Under the ADA, these entities must make recreational programs and services, including swimming pool programs, accessible to people with disabilities. The ADA requirements provide large pools must have two accessible means of entry, with at least one being a pool lift or sloped entry. Small pools are required to have one accessible means of entry, either a pool lift or a sloped entry.

Condominium associations and homeowners’ associations are generally not considered “places of public accommodation” under the ADA. Common areas of a homeowners’ association and common elements of a condominium, such as the clubhouse and pool, are not covered by the ADA where use is restricted exclusively to residents and their guests, and not open to the public.
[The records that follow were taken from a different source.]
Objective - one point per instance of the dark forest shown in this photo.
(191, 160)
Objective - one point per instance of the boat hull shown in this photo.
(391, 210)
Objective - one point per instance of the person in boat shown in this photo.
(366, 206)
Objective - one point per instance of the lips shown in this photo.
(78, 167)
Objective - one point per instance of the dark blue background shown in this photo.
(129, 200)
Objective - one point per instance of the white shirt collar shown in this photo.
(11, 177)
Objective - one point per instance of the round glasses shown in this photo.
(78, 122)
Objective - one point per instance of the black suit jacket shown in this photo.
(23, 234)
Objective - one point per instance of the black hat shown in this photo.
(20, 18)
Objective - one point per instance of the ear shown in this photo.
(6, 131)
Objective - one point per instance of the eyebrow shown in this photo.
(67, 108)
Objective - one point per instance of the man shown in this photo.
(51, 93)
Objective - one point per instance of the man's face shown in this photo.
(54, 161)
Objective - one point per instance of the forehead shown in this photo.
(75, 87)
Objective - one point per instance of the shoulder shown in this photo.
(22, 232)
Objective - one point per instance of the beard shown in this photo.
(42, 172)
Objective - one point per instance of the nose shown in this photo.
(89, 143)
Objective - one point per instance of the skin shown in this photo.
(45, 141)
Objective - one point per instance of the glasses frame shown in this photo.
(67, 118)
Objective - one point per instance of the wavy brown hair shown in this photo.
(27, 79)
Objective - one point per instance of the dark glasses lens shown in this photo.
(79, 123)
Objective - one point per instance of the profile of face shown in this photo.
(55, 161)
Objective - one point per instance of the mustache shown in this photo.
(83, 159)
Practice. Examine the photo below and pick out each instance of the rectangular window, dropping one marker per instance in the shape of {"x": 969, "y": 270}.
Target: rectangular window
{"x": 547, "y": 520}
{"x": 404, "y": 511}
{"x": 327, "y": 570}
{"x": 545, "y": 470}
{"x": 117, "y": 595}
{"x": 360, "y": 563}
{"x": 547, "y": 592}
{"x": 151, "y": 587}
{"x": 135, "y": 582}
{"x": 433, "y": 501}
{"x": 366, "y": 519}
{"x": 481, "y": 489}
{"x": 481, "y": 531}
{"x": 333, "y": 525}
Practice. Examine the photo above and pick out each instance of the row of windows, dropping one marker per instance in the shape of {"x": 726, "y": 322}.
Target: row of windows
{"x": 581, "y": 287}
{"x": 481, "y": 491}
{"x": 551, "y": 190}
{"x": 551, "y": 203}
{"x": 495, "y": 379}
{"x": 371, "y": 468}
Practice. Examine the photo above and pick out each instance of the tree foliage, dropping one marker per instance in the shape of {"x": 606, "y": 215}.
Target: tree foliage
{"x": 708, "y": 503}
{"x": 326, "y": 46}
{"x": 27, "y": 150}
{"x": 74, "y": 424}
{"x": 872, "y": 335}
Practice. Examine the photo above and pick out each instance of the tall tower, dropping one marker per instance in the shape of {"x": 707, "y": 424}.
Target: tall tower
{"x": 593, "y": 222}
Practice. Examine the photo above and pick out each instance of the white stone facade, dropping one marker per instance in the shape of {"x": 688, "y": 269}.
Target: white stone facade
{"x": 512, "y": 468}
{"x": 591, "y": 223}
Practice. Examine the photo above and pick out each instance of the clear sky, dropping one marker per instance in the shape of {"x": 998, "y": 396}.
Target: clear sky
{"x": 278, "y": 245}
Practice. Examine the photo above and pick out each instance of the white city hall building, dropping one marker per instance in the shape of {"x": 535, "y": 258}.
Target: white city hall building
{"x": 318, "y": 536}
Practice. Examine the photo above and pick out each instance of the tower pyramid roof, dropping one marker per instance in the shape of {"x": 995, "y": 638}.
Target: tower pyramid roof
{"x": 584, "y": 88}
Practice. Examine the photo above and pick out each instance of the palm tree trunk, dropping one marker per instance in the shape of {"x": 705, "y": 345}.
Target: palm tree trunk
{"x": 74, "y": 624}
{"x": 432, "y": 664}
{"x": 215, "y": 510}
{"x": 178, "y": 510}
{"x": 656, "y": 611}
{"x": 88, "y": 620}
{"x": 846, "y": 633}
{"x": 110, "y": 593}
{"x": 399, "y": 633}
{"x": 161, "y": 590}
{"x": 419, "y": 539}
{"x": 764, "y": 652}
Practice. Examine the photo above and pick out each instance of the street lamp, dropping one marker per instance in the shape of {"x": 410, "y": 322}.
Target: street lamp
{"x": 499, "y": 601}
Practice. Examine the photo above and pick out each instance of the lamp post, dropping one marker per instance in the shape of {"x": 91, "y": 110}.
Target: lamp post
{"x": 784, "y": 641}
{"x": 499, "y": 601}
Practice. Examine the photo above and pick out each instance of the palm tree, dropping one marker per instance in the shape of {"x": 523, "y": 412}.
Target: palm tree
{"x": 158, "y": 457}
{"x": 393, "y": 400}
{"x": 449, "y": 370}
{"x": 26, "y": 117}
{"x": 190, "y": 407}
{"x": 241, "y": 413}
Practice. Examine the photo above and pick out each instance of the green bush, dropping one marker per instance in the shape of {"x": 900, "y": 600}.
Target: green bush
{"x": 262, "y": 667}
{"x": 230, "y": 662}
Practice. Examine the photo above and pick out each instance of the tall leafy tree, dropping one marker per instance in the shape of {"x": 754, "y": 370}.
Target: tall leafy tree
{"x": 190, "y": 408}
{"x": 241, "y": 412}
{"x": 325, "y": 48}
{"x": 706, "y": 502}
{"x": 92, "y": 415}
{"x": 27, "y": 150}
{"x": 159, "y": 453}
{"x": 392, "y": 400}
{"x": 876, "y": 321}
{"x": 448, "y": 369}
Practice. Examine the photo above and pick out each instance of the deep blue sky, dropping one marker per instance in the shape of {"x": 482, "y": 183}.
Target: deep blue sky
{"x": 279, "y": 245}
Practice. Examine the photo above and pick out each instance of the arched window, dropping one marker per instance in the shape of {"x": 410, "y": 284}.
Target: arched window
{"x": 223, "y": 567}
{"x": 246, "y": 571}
Exceptions may apply where short term rentals are permitted.

Your HOA is likely not legally required to retrofit to make the swimming pool accessible, provided that it was constructed in accordance with the building codes which existed when the pool was constructed. In some cases, ADA standards are built into building codes and may also be necessary to follow in connection with major renovations.

The federal Fair Housing Act (“FHA”) permits disabled individuals, at their own expense, to make “reasonable modifications” to the common property of an association when such modifications are necessary to permit that individual to use the property for the purpose intended. For example, it is likely that the FHA would require an association to permit a disabled resident to add, at his or her own expense, a pool lift to a commonly-used swimming pool, provided the nature and manner of the requested modification was reasonable.